Too Many Redlines [Gaille Energy Blog Issue 99]

Too Many Redlines [Gaille Energy Blog Issue 99]

  • Posted by scottgaille
  • On December 5, 2023
  • 0 Comments
  • Unsupervised Young Lawyers.  Lazy partners “manage” their young lawyers by giving them an agreement from an earlier deal and telling them to redline the new contract to make it look like the old one.  The young lawyer may have no idea which differences are, relatively speaking, more important than others.  This leads to the young lawyer turning the target contract into the original one.  If the young lawyer was being properly supervised, the partner would dial back these changes to only those that really matter—and use the differences as a teaching moment.  More and more, though, I am seeing unfiltered redlines from young lawyers who have little understanding of the provisions they are revising.  Maybe this is because the percentage of lawyers who are partners at the 200 largest law firms has dropped from 31.9% to 22.2% while the number of lawyers at these firms has doubled—which likely translates into less supervision and training of young lawyers.  20 Trends from 20 Years of Am Law 200 Data (July 2022).

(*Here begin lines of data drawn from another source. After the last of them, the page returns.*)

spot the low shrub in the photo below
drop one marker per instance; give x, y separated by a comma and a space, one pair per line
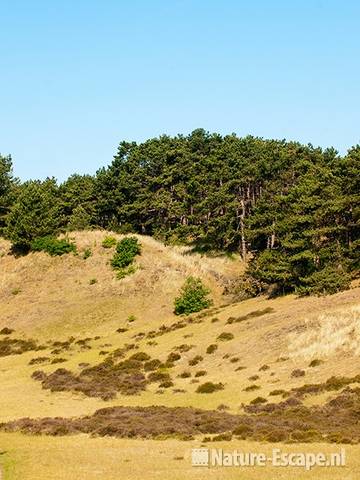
209, 387
126, 251
251, 388
278, 391
225, 336
140, 356
52, 246
258, 400
6, 331
193, 297
152, 365
173, 357
195, 360
158, 376
263, 368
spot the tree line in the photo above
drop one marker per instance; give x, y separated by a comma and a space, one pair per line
292, 211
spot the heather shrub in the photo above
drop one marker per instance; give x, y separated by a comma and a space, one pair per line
109, 242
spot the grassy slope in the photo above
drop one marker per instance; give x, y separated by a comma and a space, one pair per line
51, 299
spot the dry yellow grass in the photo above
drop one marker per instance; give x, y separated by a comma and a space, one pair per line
51, 299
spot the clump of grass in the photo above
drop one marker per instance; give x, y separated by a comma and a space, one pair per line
58, 360
251, 388
225, 336
158, 376
258, 400
183, 348
140, 356
13, 346
263, 368
125, 271
126, 251
209, 387
211, 348
6, 331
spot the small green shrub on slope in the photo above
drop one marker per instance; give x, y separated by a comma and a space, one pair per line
52, 246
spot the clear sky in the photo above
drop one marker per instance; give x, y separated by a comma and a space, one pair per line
79, 76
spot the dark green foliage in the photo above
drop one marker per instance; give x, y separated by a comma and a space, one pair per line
35, 213
52, 246
109, 242
211, 348
193, 297
126, 251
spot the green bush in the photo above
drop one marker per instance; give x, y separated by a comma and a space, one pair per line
211, 348
126, 251
124, 272
109, 242
52, 246
193, 297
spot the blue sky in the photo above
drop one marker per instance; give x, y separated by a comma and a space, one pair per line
77, 77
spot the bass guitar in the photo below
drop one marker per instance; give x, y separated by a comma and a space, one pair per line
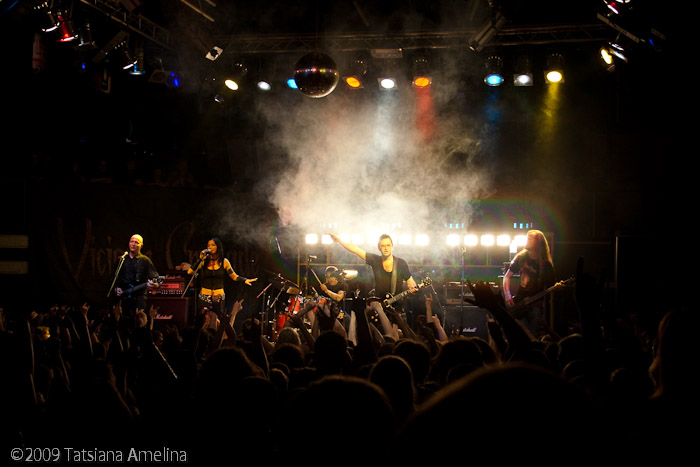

  • One-Sided Contracts.  The other driver for too many redlines is when lawyers serve up a one-sided agreement.  These lawyers operate on the assumption that they can “win” the negotiation by starting with extreme positions.  Such attempts at anchoring merely lead to more redlining and the wasting of everyone’s time and money.  Lawyers and clients will have to sit through hours of negotiations to reach the same middle-of-the-road terms that everyone else in the industry is agreeing to.
  • Old Contract Forms.  The terms and conditions of energy agreements have evolved considerably over the course of my career.  A contract from decades ago is missing many of the provisions that are now industry standard.  There are still in-house counsel downloading forms from floppy disks in the bowels of the server room that date back to the premier of Ferris Bueller’s Day Off.  For those of you who may not have been of movie-going age then, that was 1986.  Please update your forms regularly.

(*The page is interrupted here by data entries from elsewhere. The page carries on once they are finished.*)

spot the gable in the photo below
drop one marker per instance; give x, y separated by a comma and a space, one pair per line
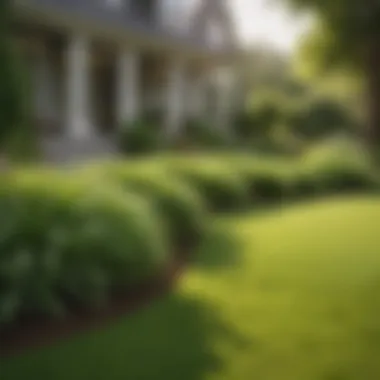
212, 23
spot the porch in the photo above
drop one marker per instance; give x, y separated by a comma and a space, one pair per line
85, 88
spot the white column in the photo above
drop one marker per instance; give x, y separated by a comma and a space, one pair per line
78, 118
45, 99
224, 99
127, 102
197, 97
175, 97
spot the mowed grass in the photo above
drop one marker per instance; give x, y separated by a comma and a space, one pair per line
292, 294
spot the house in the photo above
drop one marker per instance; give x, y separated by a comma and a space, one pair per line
98, 65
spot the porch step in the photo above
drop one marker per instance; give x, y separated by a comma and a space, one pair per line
68, 150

  • Circling Back.  Contract negotiations are supposed to resemble a funnel.  The most redlines are on the first read.  Then, each side accepts some and proposes compromises on others, gradually reducing the number of redlines.  And one day, the two sides have nothing further to discuss.  In order for this process to work efficiently, neither side has the right—on a subsequent read of the document—to make changes to any language that the other side did not revise or delete on the last version.  Doing so is the sin of “circling back.”  It usually means a lawyer was not paying attention the first time around and missed something.  Lawyers who “circle back” lose the respect of their peers and cost everyone time and money with more redlining.    

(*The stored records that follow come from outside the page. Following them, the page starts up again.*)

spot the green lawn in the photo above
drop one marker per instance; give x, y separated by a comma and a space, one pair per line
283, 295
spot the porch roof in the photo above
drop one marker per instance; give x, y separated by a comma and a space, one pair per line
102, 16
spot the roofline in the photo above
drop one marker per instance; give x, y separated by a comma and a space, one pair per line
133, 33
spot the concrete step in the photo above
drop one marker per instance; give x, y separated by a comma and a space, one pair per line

  • Swarm Negotiating Tactics.  The swarm negotiating tactic occurs when experienced lawyers substantially rewrite an otherwise decent agreement—by redlining many provisions that did not have to be redlined.  They know which clauses are the most important, but they hope that their important changes will slip through due to the other side’s lawyer not wanting to spend hours sorting through the swarm.  It’s sort of the “herd of zebras crossing the crocodile infested river” approach to redlining.  The more redlines, the more that survive.  Unlike the African savannah, though, this tactic is prone to failure.  Experienced lawyers on the other side will take the time to sort through the swarm, and they will simply accept all of the harmless redlines and reject every single redline that matters.  In contrast, if lawyers only redline those provisions that materially improve their clients’ positions, then the other side has to accept some of those redlines.  After all, who rejects every comment?